Readying for reconstruction

Main Street project clears city hall hurdles

A century-old water pipe is the catalyst that will soon transform Main Street from a crumbling, traffic-plagued thoroughfare to a model of progressive urban design.

The water main beneath Main Street, dating to 1908, is desperately in need of replacement — and that means tearing up the entire roadway next summer.
But instead of rebuilding to the status quo, city council voted July 17 to create a new streetscape, dubbed a “complete street,” with wide sidewalks, raised bike lanes, and two lanes of car traffic instead of four.

“We may be the first city in Ontario to have this kind of complete street,” said Mayor Jim Watson, just before voting in favour of the plan. “I think once you see what happens to Main Street, the transformation, there will be a long list of people who will want to see their version of a complete street, in their particular neighbourhood.”

The city will dig up Main Street from the McIlraith Bridge (Rideau River) to Echo Drive. It will reduce the street from four lanes of car traffic to two lanes between Oblate Avenue and Toronto Street.

Separate cycling lanes – referred to as a ‘cycling track’ – will be installed between Evelyn Avenue and the McIlraith Bridge.

City council approved the plan by a wide margin, with only six of 24 councillors dissenting. The detailed design work is scheduled to begin this summer and be completed by June 2014. Shovels should be in the ground by August 2014, with most of the work completed by 2015 and final landscaping finished in 2016.

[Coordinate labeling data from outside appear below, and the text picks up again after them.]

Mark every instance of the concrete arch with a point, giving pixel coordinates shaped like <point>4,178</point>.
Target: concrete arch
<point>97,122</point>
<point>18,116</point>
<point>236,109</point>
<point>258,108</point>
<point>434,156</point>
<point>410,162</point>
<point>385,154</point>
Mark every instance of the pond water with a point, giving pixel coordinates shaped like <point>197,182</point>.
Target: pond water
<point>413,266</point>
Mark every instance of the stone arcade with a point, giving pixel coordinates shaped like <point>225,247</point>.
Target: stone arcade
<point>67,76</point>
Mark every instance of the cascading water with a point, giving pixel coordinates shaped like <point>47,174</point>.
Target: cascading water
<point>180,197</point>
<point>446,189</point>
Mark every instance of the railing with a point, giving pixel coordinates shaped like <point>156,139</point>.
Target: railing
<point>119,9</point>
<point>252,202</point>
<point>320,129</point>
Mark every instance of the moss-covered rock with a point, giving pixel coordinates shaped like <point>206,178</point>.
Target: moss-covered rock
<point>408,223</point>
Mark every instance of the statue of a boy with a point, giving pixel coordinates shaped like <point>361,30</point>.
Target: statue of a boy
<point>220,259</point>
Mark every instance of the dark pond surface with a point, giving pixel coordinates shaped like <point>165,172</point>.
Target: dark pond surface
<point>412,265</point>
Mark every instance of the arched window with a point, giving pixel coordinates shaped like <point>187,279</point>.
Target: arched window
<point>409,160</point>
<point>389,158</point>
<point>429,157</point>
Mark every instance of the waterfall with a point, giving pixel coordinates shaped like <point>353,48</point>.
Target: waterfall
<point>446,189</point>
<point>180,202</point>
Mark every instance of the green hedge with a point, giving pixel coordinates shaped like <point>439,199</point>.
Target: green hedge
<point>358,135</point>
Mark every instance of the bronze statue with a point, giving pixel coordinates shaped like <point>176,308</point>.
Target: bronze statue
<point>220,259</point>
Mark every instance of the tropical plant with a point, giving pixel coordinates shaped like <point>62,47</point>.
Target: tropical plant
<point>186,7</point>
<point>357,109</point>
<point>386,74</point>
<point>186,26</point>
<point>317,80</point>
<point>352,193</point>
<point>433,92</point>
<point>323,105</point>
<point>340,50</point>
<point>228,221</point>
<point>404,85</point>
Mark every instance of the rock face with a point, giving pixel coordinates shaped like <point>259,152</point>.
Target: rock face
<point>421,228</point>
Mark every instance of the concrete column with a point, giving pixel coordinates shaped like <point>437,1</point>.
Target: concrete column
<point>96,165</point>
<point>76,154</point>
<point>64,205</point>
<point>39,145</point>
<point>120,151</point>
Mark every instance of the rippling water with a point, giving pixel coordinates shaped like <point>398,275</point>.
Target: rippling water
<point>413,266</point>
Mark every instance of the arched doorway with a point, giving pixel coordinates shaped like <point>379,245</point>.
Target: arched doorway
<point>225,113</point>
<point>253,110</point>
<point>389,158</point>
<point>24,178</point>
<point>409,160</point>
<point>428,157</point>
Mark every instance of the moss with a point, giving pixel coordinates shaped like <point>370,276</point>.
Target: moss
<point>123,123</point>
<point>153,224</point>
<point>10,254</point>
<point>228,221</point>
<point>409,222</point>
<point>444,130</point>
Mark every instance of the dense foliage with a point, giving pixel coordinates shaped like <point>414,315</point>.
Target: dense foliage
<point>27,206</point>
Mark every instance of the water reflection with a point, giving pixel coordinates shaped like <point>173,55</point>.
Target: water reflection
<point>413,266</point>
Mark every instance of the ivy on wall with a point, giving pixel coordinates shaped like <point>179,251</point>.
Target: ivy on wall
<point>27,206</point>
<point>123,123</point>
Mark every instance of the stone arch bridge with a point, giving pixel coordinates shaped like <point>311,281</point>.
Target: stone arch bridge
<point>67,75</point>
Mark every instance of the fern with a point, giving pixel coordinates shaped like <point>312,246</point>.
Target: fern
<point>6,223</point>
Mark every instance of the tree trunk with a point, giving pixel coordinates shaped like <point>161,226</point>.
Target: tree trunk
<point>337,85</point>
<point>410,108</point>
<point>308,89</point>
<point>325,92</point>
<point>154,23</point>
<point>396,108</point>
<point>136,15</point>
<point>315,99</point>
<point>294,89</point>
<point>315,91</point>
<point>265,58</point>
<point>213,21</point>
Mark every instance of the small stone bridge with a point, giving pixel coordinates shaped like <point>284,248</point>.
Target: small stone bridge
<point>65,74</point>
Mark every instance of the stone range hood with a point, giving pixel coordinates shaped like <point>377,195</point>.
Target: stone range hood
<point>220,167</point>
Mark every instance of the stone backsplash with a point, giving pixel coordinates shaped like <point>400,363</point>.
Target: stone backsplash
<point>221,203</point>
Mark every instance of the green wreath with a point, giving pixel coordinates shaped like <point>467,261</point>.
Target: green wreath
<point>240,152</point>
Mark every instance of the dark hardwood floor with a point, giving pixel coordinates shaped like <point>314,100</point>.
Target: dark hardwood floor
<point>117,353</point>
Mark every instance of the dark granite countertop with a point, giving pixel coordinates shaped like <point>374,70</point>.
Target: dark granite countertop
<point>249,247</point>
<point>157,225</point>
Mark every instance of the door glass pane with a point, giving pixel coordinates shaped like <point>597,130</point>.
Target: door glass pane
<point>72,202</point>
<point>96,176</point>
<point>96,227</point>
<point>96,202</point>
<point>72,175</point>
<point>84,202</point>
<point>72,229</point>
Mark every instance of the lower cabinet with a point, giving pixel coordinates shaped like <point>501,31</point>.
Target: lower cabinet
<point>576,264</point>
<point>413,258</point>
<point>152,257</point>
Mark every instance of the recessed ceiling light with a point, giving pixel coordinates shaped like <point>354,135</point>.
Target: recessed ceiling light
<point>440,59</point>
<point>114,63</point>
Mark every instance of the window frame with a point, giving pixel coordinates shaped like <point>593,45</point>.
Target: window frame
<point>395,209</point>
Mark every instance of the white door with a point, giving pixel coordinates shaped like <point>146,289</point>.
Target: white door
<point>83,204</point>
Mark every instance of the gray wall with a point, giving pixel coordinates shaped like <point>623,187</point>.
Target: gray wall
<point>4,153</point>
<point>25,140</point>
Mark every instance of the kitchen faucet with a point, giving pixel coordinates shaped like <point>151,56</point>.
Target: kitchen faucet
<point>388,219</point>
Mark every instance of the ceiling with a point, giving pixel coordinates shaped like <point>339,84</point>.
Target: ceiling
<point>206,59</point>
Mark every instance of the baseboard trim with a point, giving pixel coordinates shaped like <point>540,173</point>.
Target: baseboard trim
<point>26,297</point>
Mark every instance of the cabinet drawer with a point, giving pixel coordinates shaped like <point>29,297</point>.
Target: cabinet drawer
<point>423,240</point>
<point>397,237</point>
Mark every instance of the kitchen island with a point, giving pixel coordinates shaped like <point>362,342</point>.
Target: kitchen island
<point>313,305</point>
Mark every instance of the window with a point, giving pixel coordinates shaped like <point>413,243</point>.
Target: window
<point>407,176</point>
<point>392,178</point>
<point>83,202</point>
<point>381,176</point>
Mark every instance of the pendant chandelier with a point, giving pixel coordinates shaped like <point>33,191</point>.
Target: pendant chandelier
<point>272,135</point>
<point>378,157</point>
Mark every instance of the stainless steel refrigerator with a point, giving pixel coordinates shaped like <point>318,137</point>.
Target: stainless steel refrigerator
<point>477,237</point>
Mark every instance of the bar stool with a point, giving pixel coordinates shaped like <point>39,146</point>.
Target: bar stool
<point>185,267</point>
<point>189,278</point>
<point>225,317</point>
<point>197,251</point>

“This is a community, around Main Street, that has been withering on the vine for decades,” said Capital Ward Coun. David Chernushenko, who advocated passionately for the ‘complete street’ concept on Main. “It’s once in a century that you completely rebuild a street and redesign it … This is our chance on our street to do it right.”

The Old Ottawa East Community Association, led by president John Dance, lobbied hard in favour of the Main Street redesign, and celebrated the outcome of the vote as a victory.

But that victory came with a side-effect that the community association will find harder to swallow —  a strengthened push for construction of a new road along the Alta Vista Transportation Corridor,  cutting through the eastern edge of Old Ottawa East near the University of Ottawa’s Lees Campus to link Alta Vista to downtown.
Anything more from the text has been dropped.